DENK doet in haar verkiezingsprogramma geen voorstellen om het aantal buitenlandse studenten te beperken. Integendeel, DENK pleit juist voor het toegankelijker maken van het Nederlandse onderwijs voor specifieke groepen buitenlandse studenten, zoals studenten uit het Caribisch deel van het Koninkrijk. Er zijn geen concrete beleidsmaatregelen of standpunten gevonden die gericht zijn op het beperken van buitenlandse studenten in Nederland.

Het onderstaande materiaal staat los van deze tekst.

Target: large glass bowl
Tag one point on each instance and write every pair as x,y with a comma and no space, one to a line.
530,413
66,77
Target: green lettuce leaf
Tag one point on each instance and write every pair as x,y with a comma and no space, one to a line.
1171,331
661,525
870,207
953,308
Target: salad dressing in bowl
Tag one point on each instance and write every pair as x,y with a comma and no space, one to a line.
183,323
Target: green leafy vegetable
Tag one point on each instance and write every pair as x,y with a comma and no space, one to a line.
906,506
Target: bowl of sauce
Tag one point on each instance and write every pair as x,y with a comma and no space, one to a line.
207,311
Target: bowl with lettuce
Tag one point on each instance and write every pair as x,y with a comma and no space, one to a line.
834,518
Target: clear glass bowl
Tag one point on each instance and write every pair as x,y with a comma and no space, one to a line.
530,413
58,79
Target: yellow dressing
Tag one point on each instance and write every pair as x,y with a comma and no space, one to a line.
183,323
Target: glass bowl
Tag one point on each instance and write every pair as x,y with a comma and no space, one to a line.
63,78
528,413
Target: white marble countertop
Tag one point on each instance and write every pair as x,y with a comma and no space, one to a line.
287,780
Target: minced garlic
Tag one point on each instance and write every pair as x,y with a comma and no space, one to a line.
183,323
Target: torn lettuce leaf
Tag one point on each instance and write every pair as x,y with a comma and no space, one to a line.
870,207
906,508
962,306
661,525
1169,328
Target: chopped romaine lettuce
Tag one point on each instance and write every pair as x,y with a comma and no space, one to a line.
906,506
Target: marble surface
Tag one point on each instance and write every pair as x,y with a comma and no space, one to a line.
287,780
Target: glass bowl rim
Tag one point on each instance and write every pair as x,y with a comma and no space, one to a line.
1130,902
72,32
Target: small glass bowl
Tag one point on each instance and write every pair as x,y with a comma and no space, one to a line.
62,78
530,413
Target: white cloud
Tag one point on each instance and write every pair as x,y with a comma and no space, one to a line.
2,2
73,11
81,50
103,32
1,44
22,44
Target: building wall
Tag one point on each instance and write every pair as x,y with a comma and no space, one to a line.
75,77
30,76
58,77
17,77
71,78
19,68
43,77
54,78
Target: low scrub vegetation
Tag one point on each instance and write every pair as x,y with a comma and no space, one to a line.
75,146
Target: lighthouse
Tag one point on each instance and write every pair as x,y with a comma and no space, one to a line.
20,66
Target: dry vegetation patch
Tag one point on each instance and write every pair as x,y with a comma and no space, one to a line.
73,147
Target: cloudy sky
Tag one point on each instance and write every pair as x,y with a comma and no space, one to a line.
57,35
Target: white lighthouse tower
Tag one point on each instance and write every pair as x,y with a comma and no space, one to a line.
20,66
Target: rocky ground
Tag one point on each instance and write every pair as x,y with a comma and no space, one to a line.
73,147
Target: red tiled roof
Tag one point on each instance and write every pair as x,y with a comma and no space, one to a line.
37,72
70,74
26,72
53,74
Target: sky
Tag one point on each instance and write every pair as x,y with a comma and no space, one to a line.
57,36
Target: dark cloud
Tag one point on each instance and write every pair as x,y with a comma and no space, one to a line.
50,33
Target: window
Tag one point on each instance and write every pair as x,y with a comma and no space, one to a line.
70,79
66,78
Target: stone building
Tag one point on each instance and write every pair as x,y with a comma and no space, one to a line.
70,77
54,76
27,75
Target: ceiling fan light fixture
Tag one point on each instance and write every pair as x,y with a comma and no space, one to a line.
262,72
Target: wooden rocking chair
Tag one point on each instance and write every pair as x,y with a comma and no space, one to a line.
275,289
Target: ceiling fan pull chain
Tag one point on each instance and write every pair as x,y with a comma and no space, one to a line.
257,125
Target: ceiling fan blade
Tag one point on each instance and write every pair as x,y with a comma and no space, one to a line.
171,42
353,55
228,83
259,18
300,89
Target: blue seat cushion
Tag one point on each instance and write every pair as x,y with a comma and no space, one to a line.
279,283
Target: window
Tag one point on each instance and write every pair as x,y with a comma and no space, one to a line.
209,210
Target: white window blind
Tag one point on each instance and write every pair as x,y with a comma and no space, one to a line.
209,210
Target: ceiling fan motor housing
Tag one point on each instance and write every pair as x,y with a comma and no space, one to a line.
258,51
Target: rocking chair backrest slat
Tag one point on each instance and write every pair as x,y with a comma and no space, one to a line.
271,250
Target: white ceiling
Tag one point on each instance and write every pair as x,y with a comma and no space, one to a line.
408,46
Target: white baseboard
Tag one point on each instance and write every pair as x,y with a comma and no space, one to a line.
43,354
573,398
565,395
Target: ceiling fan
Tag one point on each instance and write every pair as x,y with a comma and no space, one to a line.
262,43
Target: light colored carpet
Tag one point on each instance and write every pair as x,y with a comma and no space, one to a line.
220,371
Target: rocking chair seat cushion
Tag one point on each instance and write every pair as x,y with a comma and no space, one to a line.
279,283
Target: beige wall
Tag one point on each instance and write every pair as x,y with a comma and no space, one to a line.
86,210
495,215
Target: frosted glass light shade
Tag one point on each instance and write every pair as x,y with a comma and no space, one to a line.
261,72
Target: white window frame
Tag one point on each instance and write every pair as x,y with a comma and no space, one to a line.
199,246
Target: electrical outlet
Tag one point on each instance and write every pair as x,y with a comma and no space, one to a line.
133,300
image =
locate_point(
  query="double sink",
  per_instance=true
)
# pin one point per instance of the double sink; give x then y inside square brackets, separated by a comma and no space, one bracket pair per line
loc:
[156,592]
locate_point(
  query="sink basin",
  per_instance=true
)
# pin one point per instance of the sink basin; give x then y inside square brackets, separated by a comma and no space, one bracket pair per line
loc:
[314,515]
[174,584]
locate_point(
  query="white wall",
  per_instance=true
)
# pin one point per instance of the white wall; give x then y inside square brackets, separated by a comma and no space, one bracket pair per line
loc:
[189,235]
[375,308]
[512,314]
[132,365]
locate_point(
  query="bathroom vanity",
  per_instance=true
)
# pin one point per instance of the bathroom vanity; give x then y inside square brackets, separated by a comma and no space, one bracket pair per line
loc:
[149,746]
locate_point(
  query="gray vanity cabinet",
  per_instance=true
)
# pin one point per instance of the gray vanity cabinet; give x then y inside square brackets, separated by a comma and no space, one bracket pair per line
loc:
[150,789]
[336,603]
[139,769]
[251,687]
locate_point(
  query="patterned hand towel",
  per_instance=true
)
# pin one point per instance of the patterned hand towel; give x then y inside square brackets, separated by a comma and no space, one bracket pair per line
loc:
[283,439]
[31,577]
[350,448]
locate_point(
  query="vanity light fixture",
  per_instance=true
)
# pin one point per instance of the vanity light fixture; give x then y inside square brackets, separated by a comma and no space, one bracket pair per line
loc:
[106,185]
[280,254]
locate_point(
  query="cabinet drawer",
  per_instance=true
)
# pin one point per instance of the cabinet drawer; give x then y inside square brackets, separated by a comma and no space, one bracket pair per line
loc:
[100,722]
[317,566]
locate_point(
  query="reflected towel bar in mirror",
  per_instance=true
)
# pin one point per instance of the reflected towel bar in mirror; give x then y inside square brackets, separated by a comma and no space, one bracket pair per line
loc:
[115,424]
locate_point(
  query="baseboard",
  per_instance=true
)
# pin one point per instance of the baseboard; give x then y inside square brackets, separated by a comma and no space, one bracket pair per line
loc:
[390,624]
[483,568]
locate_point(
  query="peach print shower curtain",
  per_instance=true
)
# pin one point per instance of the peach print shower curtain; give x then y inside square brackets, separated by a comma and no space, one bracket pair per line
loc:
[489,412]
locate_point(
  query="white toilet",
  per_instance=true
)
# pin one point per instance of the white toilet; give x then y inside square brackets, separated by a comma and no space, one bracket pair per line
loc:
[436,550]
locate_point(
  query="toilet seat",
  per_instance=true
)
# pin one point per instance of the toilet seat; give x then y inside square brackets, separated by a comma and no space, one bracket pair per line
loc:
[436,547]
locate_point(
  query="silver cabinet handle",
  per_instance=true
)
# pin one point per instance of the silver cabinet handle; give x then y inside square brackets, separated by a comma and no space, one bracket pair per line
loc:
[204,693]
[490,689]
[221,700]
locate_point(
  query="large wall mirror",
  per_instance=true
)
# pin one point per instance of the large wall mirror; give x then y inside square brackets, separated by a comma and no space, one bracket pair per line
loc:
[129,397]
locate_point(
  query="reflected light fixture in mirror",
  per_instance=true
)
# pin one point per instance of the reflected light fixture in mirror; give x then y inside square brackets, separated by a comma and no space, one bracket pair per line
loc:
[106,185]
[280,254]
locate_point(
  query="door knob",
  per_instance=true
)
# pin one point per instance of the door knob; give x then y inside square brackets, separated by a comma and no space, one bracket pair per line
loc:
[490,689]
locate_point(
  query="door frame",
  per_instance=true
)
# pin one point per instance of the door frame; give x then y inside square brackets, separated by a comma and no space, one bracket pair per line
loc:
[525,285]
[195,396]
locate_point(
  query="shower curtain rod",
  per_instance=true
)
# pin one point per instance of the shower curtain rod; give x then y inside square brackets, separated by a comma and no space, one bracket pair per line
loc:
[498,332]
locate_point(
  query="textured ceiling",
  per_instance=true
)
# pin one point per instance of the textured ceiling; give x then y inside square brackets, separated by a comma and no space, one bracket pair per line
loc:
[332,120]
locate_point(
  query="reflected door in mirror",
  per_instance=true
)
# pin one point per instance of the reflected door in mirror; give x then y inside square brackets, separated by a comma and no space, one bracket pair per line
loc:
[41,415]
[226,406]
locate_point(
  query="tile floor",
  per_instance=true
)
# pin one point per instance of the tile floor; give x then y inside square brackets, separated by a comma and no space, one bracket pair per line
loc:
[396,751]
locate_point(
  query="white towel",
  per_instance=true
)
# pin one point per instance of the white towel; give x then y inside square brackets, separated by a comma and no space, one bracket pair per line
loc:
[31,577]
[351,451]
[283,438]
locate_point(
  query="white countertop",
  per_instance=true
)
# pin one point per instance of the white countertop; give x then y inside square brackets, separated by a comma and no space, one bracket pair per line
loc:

DENK wil dat studenten uit het Caribisch deel van het Koninkrijk juist makkelijker toegang krijgen tot Nederland en Nederlandse onderwijsinstellingen. Dit standpunt is gericht op het bevorderen van gelijke kansen binnen het Koninkrijk en het versterken van de onderlinge banden, en staat haaks op het beperken van buitenlandse studenten.
“Krijgen Caribische studenten makkelijker toegang tot Nederland en tot onderwijsinstellingen om te kunnen studeren.”